Still, exceptional work does now and then appear—product of the times and the environment, like all the rest, but nevertheless expressing deeply the impact of the environment upon the artist. Ranney, Tait, Russell, Remington and Schreyvogel caught the spirit as well as the factual detail of what they painted. Late in the century the romance of the cowboy-cattle theme captivated the imagination, and new artists appeared, including Frank Tenney Johnson and William R. Leigh.

Meanwhile, in the latter half of the Nineteenth Century, another group of painters moved west, drawn not by the cowboys and Indians and hell-roaring mine camp characters but by the sheer dramatic quality of the Western landscape. These painters—Bierstadt, Moran, Hill, Keith and others—were stirred by the vastness, depth, height and remoteness of the Western scene. They caught its changing moods in the same tradition that led other romantic landscape painters—Cole, lnness, Wyant and Durand—to interpret the Hudson River and the Catskill Mountains a few years earlier.

The effect of this growing romanticism on Western paintings appeared in the representation of subjects.

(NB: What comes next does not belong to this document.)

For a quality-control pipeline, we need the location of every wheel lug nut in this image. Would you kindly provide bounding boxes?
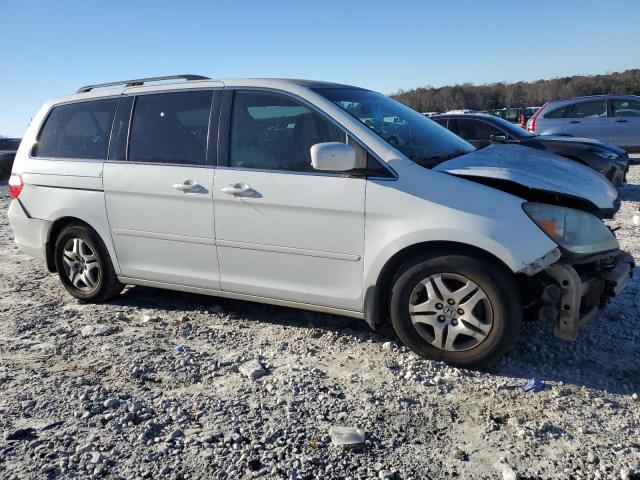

Discarding the original factual approach, some painters—notably George de Forest Brush—represented the Indian, not as he really was, but according to a predetermined conception. The Indian became the romantic child of nature, idealized to fit a poetic or romantic pattern. Accurate representations of costumes, habits and everyday life became relatively unimportant. The philosophical aspects came first.

Again the situation changed; the Middle West has never been static. After the First World War the landscape and genre aspects of America had little interest for the younger artists. Many of them turned toward Paris and the Continent for study and inspiration. American artistic thought took on an international tinge, and the local scene became secondary. This was especially true in the Middle West—until that widely publicized triumvirate, Curry, Wood and Benton, struck out for the true roots of American life.

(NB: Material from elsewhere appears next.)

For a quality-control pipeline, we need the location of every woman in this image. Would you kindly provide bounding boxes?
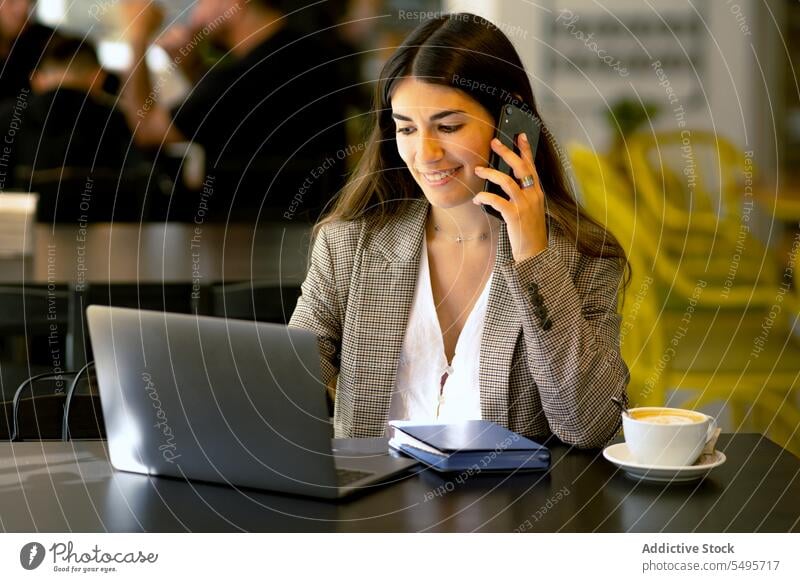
[289,13,630,448]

They found what they were looking for right at home—in the Main Streets, on the farms, in harvest scenes, at church suppers, and so on, in their native states of Kansas, Iowa and Missouri. Other artists followed their lead. In the Thirties and early Forties, American regionalism flourished. The homely, familiar American farm came into its own on canvas.

But these regionalists were not making reports for surveys or providing illustrations for Eastern magazines, nor were they looking for romance in a by-gone or wholly imaginary era. Like the Nineteenth Century artists, they were realists; but their realism had a strong personal approach. The subject was only their starting point. Color, action and background were composed into a unified personal statement of the scene that was bold and direct, often freely and impressionistically painted—the same Western environment that influenced Bodmer, Stanley, Moran and Russell, subject now to a new age and thought.

The regionalist movement, of course, did not affect all artists. Counter-movements of expressionism and non-objectivity had become well rooted in America during the 1920’s. At mid-century, American artists have turned away from regionalism. The physical environment has become secondary—even non-existent—to a world if inner ideas and personal emotions that is uppermost in modern painting.

Today the influence of environment in the middle part of this country lies not in its appearance but in its vastness, openness, and even—in an age of speedy air travel—in its distance from the east and west coasts. All over this area there are active centers where independent, creative work is going forward. In these separate areas it is possible that freshness, individuality and resourcefulness can be maintained in a period when art is becoming typed and design is becoming highly standardized.

For in the final analysis, the impact of the environment on the artist is largely mental. Increasingly, man ceases to be confined by his physical surroundings. The tremendous Middle West is still greater than the men who live in it and try to interpret it, but it challenges them now in a different way.